New technologies are reshaping vocational education in Belarus - and redefining what it means to be ready for work.
From Degree to Real-World Skills
June 27, 2025
In the early 2000s, a vocational teacher explaining how to operate a lathe could hardly have imagined that, just two decades on, a virtual twin would be running the tests while robots learned new tasks on their own.
Back then, the diploma marked the destination. Today, it’s just the beginning.
Skills over certificates
The rise of digital technologies is upending the traditional pathways into work. Across the world young people are being trained for jobs that didn’t exist ten years ago. Curriculum development is struggling to keep pace with the shifting needs of employers.
The old model — study once, then work — no longer cuts it. In a world where robots write code, neural networks generate video, and artificial intelligence helps diagnose disease, success belongs to those who are willing to keep learning and adapt quickly.
Rebooting vocational education
Belarus’ vocational education system is undergoing a major transformation to keep pace with the demands of the 21st-century economy.
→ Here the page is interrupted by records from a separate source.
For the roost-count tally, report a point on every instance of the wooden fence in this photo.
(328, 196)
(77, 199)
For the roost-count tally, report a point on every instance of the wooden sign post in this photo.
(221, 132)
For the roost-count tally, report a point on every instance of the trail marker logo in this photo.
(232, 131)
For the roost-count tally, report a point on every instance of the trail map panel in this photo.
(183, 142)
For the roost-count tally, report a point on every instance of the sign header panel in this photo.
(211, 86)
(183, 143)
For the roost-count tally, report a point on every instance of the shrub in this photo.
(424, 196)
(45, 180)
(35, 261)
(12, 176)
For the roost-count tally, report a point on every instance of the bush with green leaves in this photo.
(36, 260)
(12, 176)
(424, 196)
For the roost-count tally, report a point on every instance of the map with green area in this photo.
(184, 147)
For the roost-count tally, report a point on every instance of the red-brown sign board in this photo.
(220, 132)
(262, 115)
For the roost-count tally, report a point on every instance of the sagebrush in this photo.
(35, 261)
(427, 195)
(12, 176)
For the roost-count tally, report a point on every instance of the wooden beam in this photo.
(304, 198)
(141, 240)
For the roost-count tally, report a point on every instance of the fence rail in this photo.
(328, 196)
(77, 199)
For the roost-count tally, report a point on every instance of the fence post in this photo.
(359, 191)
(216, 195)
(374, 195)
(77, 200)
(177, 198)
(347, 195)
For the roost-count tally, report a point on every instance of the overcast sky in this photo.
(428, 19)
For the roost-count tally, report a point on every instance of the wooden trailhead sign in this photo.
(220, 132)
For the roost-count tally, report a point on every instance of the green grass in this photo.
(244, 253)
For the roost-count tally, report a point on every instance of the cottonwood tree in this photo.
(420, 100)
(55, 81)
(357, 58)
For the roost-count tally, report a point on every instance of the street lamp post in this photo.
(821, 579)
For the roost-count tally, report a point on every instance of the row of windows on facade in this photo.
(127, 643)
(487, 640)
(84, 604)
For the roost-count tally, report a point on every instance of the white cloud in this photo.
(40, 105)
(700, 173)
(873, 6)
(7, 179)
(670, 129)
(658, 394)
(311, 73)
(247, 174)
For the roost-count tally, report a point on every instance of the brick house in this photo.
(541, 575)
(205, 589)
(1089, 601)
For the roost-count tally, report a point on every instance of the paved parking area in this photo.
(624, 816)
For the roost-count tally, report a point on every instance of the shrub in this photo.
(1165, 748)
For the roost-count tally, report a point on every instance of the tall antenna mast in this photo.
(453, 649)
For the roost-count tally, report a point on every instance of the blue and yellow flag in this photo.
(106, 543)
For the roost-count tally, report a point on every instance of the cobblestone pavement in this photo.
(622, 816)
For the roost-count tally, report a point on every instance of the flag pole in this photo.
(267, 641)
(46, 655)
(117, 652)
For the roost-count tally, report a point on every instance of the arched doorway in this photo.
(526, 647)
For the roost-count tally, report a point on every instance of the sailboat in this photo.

In 2023, the United Nations Development Programme (UNDP), in partnership with the Ministry of Education and the Republican Institute for Vocational Education, launched a project to make vocational education more responsive to labour market needs by investing in new competencies and skills.
As a starting point, it focuses on three strategically important sectors — mechanical engineering, agriculture, and construction, which together employ around 800,000 people, nearly one in five workers in Belarus.
Future-Proofing the Workforce
Effective vocational training must begin with a clear understanding of how the world of work is changing. What technologies are disrupting key industries? What kinds of jobs will be needed tomorrow?
To answer those questions, the UNDP conducted a major study of Belarus’ labour market in early 2024. Using the Rapid Foresight method — a tool designed for fast, participatory trend analysis — it ran three intensive two-day sessions for each of the target sectors. Crucially, these brought employers and educators into the same room.
The findings were telling. Experts identified 15 emerging professions and more than 100 essential skills, with around 80% involving digital literacy.
In agriculture, there’s growing demand for agro-cybernetic specialists to automate systems, and digital data analysts to make sense of complex information streams.
In mechanical engineering, polymechanics able to work with adaptive technologies and create prototypes are in short supply, as are neural network dispatchers who can use AI to manage robots and optimise workflows.
Meanwhile, construction firms are looking for BIM (Building Information Modelling) coordinators to lead on digital project design, and energy efficiency technicians to improve sustainability at every stage of a building’s life cycle.
But the research uncovered deeper currents, too.
More Than Just Tech
Belarus’ workforce is shrinking. More people are retiring than entering the labour market. And while digital skills are key, they're not the whole story.
Retraining and reskilling are increasingly urgent, especially as cognitive labour becomes more dominant. But being digitally literate is not enough. Critical thinking, data analysis, teamwork, and sound decision-making are fast becoming essential attributes. Those who adapt quickly will not just survive – they’ll thrive.
Education That Evolves
That means vocational students need more than technical know-how. They need the flexibility to evolve with their industries and the confidence to navigate continuous technological change.
But there’s a catch: many educational institutions are not evolving fast enough. Universities and colleges struggle to keep up with the breakneck pace of change in industry.
A closer partnership between business and education may be the answer. Employers must stop waiting at the finish line and start shaping the race: helping to update course content, co-develop training spaces, share real-world expertise, and train teachers in modern production methods.
A System That Listens
To stay relevant, Belarus' vocational education system needs to stay alert — to listen closely to the signals of a fast-changing economy. That means remaining agile, embracing innovation, and staying in constant dialogue with industry.
Because the jobs of tomorrow will demand more than knowledge. They’ll demand curiosity, creativity, and the courage to learn all over again.